A wave of fund redemptions by retail investors has fueled China's biggest credit selloff since 2015.

Pedestrians in Beijing on December 14, 2022.

China asked some of the nation’s biggest banks to help stabilize the domestic bond market after a wave of fund redemptions by retail investors fueled the biggest credit selloff since 2015, according to people familiar with the matter.

Regulators asked lenders to buy bonds via their proprietary trading desks, said the people, who spoke on condition of anonymity to discuss a private matter. The goal is to absorb the selling pressure caused by retail withdrawals from some of those same banks’ wealth management products, the people said. The so-called window guidance on bond purchases includes notes issued by Chinese local government financing vehicles (LGFVs), one of the people said.

The People’s Bank of China (PBOC) didn’t immediately respond to a request for comment.

The guidance underscores regulators’ concern that a downward spiral of fund redemptions and falling bond prices may stoke financial instability. While China’s local debt market has proved resilient to turmoil in the property industry and wider economy in recent years, bond prices have slumped rapidly since early November, as investors shifted money out of fixed-income products and into riskier assets on signs of economic recovery.

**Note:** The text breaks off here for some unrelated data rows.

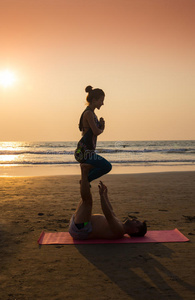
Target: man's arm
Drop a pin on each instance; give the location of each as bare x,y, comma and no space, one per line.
115,225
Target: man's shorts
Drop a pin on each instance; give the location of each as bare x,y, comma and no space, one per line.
79,234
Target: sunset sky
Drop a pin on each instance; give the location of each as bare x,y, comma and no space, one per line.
140,52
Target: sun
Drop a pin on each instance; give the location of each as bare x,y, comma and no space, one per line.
7,78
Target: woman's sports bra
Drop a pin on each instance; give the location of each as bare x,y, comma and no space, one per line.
89,139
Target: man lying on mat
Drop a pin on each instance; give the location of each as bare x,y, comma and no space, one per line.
85,225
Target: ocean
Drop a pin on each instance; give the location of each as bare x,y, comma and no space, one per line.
125,154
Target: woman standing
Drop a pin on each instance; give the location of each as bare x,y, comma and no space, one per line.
91,127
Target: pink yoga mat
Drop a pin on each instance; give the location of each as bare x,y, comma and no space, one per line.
155,236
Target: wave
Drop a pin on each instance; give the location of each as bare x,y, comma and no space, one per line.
122,162
100,150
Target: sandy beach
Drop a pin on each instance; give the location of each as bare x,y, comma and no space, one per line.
30,205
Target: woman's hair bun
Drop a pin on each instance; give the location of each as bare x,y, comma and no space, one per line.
88,89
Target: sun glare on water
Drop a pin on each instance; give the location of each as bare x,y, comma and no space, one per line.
7,78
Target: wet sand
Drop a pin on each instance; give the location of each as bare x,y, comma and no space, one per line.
131,271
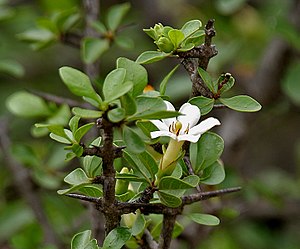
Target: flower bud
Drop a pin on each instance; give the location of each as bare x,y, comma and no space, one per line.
122,185
164,44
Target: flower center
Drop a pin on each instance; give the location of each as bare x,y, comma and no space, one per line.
175,128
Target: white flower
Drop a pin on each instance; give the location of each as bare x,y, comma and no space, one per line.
184,127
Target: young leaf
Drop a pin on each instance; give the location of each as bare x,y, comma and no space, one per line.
170,182
213,174
93,48
139,225
241,103
176,37
204,219
77,177
132,140
114,85
205,104
115,15
207,80
116,115
135,73
206,151
150,57
168,199
25,104
190,27
163,84
116,238
78,83
86,113
81,131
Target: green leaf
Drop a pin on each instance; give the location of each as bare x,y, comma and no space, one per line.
115,15
241,103
78,83
80,132
205,104
213,174
132,140
151,108
170,182
204,219
86,113
115,86
149,162
116,115
135,73
168,199
93,48
92,165
77,177
207,80
25,104
116,238
150,57
138,167
176,37
128,103
139,225
12,67
163,84
83,241
206,151
190,27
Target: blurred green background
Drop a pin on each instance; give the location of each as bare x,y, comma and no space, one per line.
258,43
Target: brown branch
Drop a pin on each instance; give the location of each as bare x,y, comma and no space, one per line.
199,57
26,187
166,231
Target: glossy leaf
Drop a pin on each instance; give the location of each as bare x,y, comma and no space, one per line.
116,115
190,27
81,131
163,84
93,48
170,182
86,113
132,140
207,80
114,85
168,199
151,108
116,238
25,104
135,73
204,219
92,165
115,15
77,177
241,103
176,37
128,103
78,83
213,174
206,151
205,104
150,57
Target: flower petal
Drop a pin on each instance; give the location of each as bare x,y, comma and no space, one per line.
160,125
204,126
191,115
155,134
170,107
189,137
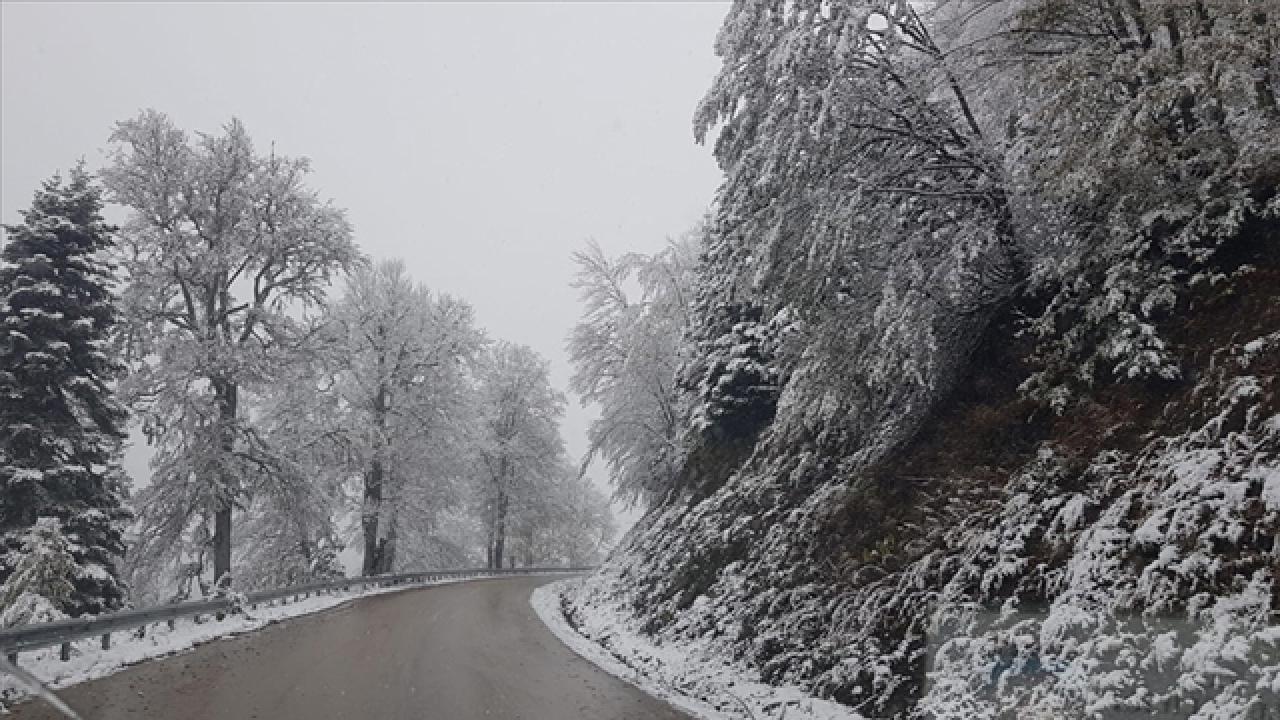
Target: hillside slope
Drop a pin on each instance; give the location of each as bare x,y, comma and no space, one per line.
976,427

Yield premiums on three-year AAA-rated corporate bonds have climbed to the highest level since August 2020, according to Bloomberg-compiled data. The spread has widened by 35 basis points (bps) so far this month, heading for the biggest monthly jump since March 2015.

That has prompted firms, including many LGFVs, to pull a cumulative 84 billion yuan (US$12.1 billion) of planned bond sales since the start of November, according to data compiled by Bloomberg.

Regulators are expanding efforts to support the market after a meeting with market participants last week in which they asked the nation’s biggest insurers to buy bonds being offloaded by wealth products. At the time, banks raised the prospect of stepping in with their proprietary trading desks.

Such intervention has had a limited impact so far. Bonds issued by local government financing vehicles led declines in China’s onshore credit market Wednesday, with yields on some notes surging 10 bps, according to traders.

China’s onshore bond market may face selling pressure totaling 497 billion yuan ($72 billion) from redemptions of wealth products and bond mutual funds in December, according to an estimate from brokerage Shenwan Hongyuan Group Co., based on what it called an extreme scenario.